The site has been dated as being in existence between the sixth and ninth centuries AD when the island was part of the Dál Riata kingdom, centred on the royal fortress of Dunadd and which covered modern-day Argyll and Bute.

Archaeologists at the site discovered a trove of items including the upper part of a rotary quern, a bone needle and shale bracelet fragments.

Artist impression of a medieval village

A reconstructed view of how the workshop might have once looked (Image: GUARD Archaeology.)

Shale bracelets are rare in the Inner Hebrides; these are the only examples known from Islay, meaning that they likely came from central Scotland.

Scientists believe that the site evolved from a domestic to an industrial property and was an outlier for the time as most other workshops of its kind were housed within royal or lordly strongholds.
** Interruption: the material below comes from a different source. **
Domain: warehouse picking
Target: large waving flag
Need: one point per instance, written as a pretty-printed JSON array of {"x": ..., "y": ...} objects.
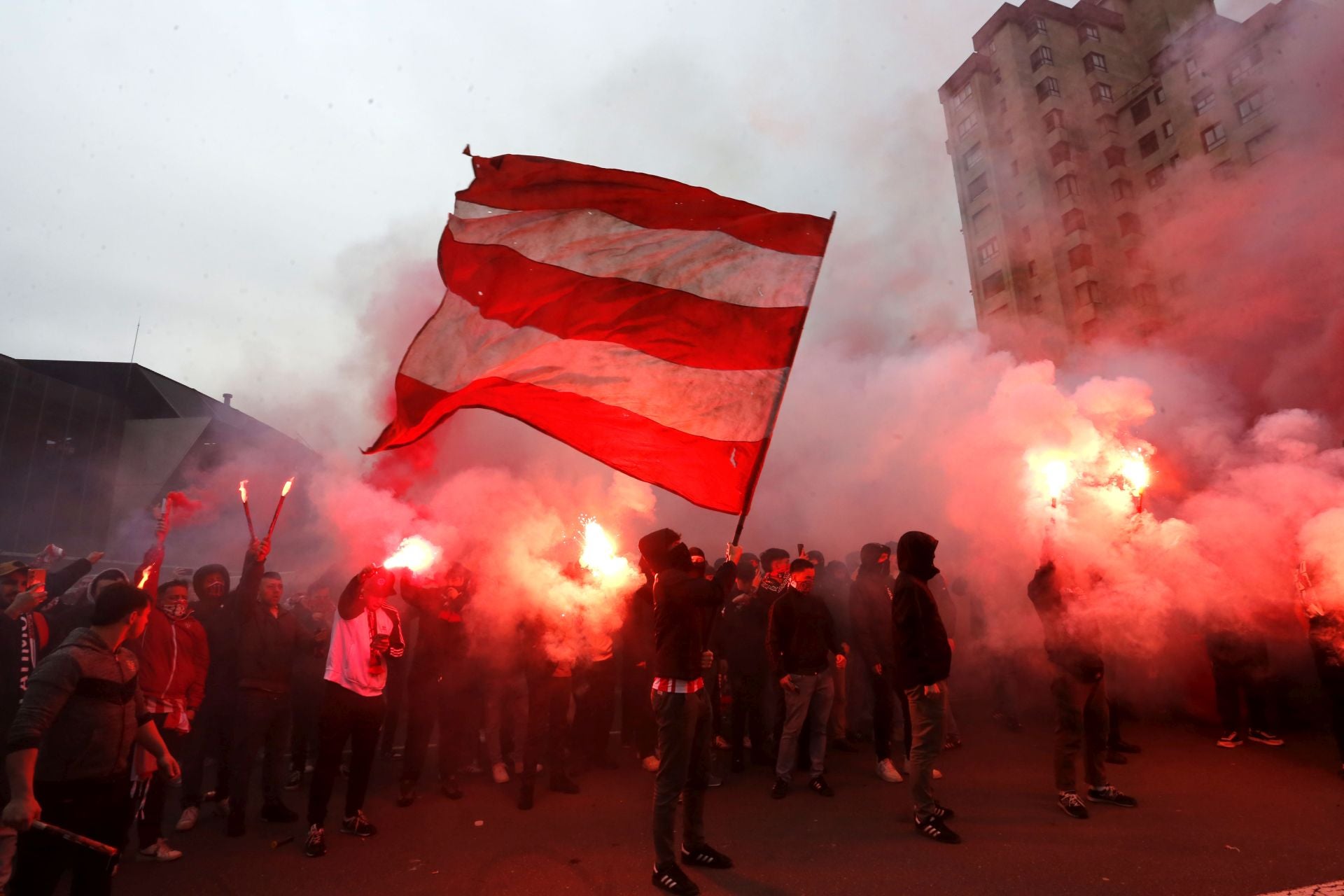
[{"x": 643, "y": 321}]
The early landscape of the site is likely to have contained several smaller domestic buildings where the majority of the population resided, none of which have remnants that have stood the test of time.

Shale bangle fragment from the Coultorsay excavation

A shale bangle fragment, one of the many items discovered from the dig. (Image: GUARD Archaeology.)

The excavation also revealed the remains of prehistoric structures and activity from the Mesolithic to the Iron Age across the hillside terrace where the workshop lay.

The evidence seemed to suggest relatively transient activity during the Mesolithic and Neolithic periods before more settled occupation began in the Late Bronze Age and Iron Age followed by a gap of about 500 years before occupation re-appeared during the early medieval period.

The full results of this research have recently been published and are now freely available to download from the ARO website – Archaeology Reports Online.